COVID-19 Related Port Shutdowns Cause Shipping Delays
Brands, Shippers Brace for More Delays
China’s second-busiest port, the Meishan terminal, was open for business again Wednesday after a two-week shutdown caused by a worker testing positive for COVID-19. The partial closure delayed global shipping which has already been strained since the pandemic. It marks the second time in recent weeks a busy port was shut down due to coronavirus cases.
If more outbreaks occur and shutdowns ensue, it could be problematic for shippers including Maersk (AMKBY) and Hapag-Lloyd (HPGLY), which are anticipating strong US and European demand during the holiday shopping season. Even the congestion caused by the two-week closure at the Meishan terminal is expected to take weeks to ease. Maersk and Hapag-Lloyd overhauled their schedules and warned customers of delays as a result.
Major Brands Anticipate Delays
The global supply-chain kinks are not only expected to impact the shipping industry but also multinational brands including Adidas (ADDYY), Crocs (CROX), and Hasbro (HAS) as the prices for materials and shipping continue to rise.

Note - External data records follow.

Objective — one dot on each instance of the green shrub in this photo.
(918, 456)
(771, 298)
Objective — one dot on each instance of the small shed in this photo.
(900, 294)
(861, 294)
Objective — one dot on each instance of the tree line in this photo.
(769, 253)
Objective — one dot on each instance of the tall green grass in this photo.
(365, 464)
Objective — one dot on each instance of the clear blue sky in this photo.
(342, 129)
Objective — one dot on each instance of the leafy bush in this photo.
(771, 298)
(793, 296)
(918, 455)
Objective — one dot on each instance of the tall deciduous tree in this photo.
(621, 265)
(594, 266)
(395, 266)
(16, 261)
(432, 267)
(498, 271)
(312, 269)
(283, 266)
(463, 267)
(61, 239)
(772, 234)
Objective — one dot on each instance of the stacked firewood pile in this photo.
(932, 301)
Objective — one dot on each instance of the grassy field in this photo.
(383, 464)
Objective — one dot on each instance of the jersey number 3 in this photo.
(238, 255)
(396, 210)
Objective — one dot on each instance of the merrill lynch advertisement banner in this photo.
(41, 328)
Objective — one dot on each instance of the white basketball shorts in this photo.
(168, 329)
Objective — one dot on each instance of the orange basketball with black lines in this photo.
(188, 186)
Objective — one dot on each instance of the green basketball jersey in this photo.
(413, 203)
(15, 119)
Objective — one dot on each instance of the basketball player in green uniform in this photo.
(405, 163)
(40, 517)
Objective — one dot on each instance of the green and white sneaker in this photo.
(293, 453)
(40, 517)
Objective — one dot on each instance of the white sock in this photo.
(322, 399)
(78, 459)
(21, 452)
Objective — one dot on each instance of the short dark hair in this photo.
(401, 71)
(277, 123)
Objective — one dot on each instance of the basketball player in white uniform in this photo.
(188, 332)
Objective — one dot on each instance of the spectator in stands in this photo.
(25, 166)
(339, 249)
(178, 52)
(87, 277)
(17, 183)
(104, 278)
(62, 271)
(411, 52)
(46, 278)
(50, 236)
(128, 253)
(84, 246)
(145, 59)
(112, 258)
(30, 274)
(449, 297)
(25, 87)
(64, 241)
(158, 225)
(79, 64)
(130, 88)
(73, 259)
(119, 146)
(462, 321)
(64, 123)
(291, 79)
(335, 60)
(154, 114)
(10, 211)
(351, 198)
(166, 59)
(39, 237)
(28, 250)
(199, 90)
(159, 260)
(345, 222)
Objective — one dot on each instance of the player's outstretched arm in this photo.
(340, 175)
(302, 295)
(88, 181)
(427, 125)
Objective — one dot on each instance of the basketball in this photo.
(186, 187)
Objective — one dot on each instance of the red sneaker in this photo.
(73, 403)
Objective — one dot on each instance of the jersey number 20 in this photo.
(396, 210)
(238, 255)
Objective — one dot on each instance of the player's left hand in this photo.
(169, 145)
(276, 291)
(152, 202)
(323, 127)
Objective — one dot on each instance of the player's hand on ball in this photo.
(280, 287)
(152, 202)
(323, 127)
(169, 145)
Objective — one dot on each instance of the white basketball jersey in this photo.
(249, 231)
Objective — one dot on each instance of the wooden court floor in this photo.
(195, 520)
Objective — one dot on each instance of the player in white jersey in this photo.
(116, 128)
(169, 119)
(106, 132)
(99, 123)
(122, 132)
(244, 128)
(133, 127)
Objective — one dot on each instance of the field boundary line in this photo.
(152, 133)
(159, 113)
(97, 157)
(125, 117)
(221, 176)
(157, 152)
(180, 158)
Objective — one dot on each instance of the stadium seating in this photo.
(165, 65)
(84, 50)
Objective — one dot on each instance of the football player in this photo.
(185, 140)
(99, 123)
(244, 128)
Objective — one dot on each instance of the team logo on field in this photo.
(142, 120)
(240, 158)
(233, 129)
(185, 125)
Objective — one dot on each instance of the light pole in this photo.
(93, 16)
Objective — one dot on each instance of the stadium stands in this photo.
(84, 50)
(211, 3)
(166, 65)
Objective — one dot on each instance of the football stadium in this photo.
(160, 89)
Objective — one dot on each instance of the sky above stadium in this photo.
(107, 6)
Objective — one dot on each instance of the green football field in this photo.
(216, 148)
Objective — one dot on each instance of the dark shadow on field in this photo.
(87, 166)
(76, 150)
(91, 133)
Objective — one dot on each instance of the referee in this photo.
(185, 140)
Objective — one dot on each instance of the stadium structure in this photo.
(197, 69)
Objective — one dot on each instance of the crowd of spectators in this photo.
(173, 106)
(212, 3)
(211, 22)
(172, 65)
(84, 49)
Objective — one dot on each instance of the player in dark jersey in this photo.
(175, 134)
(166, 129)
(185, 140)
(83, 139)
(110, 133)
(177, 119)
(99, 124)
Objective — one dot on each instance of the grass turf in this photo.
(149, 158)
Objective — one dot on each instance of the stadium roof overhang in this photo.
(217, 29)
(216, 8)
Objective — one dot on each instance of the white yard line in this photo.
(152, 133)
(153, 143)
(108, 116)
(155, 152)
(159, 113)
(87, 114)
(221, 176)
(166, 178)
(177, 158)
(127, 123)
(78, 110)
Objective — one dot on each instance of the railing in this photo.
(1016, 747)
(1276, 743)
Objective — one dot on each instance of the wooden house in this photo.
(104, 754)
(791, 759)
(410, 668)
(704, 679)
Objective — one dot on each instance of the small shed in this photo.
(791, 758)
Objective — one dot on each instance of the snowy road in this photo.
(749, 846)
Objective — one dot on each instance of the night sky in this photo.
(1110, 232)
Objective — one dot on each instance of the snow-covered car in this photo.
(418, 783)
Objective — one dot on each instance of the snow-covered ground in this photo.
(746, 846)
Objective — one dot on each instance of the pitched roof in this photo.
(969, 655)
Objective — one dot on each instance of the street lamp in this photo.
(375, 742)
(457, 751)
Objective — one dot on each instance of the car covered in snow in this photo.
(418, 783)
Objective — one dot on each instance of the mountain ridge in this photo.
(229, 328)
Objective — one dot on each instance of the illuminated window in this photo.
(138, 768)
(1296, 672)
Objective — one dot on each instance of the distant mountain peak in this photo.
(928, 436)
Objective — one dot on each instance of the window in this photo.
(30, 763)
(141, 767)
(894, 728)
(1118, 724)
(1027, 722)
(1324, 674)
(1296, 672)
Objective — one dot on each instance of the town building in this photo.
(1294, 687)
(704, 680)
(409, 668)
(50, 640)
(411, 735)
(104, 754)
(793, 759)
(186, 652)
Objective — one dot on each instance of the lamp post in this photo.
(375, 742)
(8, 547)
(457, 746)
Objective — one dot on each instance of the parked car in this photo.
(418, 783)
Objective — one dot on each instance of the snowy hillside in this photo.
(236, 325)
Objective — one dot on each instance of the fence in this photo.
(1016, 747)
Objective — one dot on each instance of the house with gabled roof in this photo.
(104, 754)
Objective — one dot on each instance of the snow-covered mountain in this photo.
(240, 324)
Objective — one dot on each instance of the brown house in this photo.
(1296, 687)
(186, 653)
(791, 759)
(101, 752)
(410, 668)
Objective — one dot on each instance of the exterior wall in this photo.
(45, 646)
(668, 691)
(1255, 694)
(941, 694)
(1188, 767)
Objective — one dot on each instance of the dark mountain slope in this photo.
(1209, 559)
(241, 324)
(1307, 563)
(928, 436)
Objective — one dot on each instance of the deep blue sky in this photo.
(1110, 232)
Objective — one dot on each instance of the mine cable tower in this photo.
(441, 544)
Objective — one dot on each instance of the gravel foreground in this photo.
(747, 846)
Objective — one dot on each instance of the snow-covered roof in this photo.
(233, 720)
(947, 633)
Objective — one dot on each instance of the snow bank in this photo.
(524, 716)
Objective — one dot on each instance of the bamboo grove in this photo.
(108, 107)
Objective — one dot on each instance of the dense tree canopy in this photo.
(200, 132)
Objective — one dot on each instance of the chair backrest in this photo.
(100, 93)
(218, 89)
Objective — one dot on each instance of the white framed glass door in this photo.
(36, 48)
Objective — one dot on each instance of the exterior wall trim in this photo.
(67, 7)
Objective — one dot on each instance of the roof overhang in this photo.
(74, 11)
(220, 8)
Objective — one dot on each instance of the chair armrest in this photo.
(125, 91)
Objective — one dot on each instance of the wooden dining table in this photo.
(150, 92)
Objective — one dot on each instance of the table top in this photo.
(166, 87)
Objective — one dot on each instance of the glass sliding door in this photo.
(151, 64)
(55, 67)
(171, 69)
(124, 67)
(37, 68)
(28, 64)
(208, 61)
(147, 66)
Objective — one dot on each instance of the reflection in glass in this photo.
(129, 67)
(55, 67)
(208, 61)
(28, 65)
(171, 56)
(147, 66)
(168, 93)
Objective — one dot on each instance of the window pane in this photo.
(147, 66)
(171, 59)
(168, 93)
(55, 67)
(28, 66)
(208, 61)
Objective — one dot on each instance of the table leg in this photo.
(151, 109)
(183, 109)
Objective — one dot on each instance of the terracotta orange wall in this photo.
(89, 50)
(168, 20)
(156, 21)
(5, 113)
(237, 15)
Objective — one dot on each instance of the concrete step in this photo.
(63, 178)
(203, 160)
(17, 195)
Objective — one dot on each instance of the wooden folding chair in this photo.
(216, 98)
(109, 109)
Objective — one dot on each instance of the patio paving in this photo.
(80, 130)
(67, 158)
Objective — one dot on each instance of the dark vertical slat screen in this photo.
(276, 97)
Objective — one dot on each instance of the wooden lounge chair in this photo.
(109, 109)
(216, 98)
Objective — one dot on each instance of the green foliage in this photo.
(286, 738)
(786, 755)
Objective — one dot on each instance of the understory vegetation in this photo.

Currently it costs about $11,000 to ship a container to Los Angeles from Shanghai—a 220% increase from a year ago. Increased costs are expected to be passed on to consumers. Meanwhile the World Container Index, which tracks the cost of shipping a container in eight major routes, found rates are up 360% from last year.
All three brands have warned that shipping issues could cause disruptions during the holiday selling season which is an important period for retailers and brands. It could also prevent retailers from restocking their inventory ahead of the holidays, which could blunt sales growth during a pivotal time of the year.
Shipping Delays Won’t Completely Ease This Year
The shipping backups and delays are expected to continue throughout the remainder of the year, potentially easing in the first quarter of 2022. As it stands there are about 36 container ships waiting off the ports of Los Angeles and Long Beach, which is the highest number since February. Typically there would be none or just one anchored shipping container outside the port.
That backlog is expected to reverberate throughout the supply chain, cramping warehouses and weighing on railroad and road capacity. In the US and the UK a lack of truck drivers could make the problem worse. As a result, investors will be paying close attention to see how the supply chain works out the recent delays. Wall Street is watching to see if any more COVID-19 outbreaks cause disruptions which could impact the all-important holiday selling season.